Kommt momentan das Thema Öl zur Sprache, geht es um logistische Probleme im Nahen Osten. Doch schon lange fordern die Förderung und Verarbeitung des fossilen Brennstoffs hohe Kosten. Das zeigt „Der Preis des Öls“, eine von drei Arte-Dokumentationen, die gemeinsam den Themenabend „Gift, Gier und Gefahr: Ein globales Versagen“ bilden.
Im Norden des Iraks ist der Heimatort des jungen Khalids dank seiner reichen Ölfelder auch Raffinerie-Standort. Deren Abgase verpesten die Umwelt, Abfälle werden direkt in den Fluss geleitet. Khalid reist durchs Land, um mit Umweltaktivisten zu sprechen, unabhängige Tests durchzuführen und die verantwortlichen Behörden direkt zu kontaktieren. Das ist recht viel, um es in kaum 50 Minuten abzuarbeiten, und so wirkt die Doku des Öfteren hastig erzählt. Doch was durchkommt, sind die vielen persönlichen Schicksale, und vor allem das Gefühl der Machtlosigkeit.
Ein globales Problem ohne einfache Antworten
Institutionelles Versagen ist auch Thema in „Gift in unserem Alltag – Die Plage der PFAS“ über die Verseuchung durch „Ewigkeitschemikalien“. Firmen wie Teflon-Erfinder Dupont oder 3M führen ihre Abfälle in die Umwelt ab, vorgeblich ohne zu wissen, dass diese über Jahrtausende erhalten bleiben. Die betroffenen Menschen erkranken oft unheilbar an Krebs. Dabei kommen auch ehemalige Mitarbeiter der verantwortlichen Unternehmen zu Wort, die unwissentlich zur Schädigung ihrer Mitmenschen beigetragen haben.

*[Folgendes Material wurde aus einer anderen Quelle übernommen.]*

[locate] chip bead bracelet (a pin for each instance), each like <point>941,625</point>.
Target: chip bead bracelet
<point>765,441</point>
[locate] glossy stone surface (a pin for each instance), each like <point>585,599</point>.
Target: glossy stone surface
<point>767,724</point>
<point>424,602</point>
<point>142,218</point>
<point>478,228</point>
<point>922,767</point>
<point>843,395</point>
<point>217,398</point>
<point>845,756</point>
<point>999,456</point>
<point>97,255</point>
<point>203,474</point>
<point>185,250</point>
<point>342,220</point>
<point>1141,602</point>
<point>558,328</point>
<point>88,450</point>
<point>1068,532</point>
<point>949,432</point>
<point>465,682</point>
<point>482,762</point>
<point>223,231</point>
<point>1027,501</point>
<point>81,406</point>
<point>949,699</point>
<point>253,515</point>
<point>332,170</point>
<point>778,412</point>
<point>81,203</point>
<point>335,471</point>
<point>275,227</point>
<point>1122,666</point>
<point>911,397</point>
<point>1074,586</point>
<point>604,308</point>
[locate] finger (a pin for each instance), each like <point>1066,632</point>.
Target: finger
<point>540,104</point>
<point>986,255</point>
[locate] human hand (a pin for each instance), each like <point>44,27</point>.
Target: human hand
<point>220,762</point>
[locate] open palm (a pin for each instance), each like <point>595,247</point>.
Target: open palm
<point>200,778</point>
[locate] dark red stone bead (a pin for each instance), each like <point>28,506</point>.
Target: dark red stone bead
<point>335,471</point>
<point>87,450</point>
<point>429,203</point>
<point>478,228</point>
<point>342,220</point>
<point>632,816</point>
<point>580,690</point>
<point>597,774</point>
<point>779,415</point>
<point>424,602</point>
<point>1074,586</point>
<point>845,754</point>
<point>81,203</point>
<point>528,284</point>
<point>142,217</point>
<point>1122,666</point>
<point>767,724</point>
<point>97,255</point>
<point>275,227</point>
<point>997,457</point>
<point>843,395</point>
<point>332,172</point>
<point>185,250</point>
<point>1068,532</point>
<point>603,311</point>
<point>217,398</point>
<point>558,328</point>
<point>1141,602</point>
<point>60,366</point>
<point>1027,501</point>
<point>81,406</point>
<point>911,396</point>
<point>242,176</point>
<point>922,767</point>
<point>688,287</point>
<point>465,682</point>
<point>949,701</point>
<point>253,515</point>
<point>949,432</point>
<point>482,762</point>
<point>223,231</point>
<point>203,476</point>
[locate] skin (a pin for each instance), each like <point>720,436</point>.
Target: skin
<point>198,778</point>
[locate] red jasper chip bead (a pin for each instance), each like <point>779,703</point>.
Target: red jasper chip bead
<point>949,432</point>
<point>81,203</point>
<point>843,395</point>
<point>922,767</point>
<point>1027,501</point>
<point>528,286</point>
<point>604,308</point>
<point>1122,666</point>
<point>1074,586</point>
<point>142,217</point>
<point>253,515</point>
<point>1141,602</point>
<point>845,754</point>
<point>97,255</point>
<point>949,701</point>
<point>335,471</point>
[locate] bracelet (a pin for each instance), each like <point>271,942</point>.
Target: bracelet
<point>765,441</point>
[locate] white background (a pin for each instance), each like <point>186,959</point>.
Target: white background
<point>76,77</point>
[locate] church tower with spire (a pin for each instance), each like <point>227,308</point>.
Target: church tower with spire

Die dritte Doku setzt komplett auf Daten und Fakten. „Giftmüll: Grundwasser in Gefahr“ nimmt Versuche und Modelle unter die Lupe, mithilfe derer Giftmüll aller Art sicher gelagert werden kann. Das gestaltet sich schwierig, weil es hier um Dimensionen geht, die den Menschenverstand überschreiten. Das lässt die Planung zum Ratespiel werden. Wohl um fair und ausbalanciert zu wirken, setzt die Doku jedem skeptischen Experten ein hoffnungsvolles Gesicht aus der Branche entgegen.
Bahnbrechend ist keine der drei Dokumentationen, doch als gebündelter Themenabend zeigen sie ein globales Problem in all seiner Komplexität und verzichten auf einfache Antworten.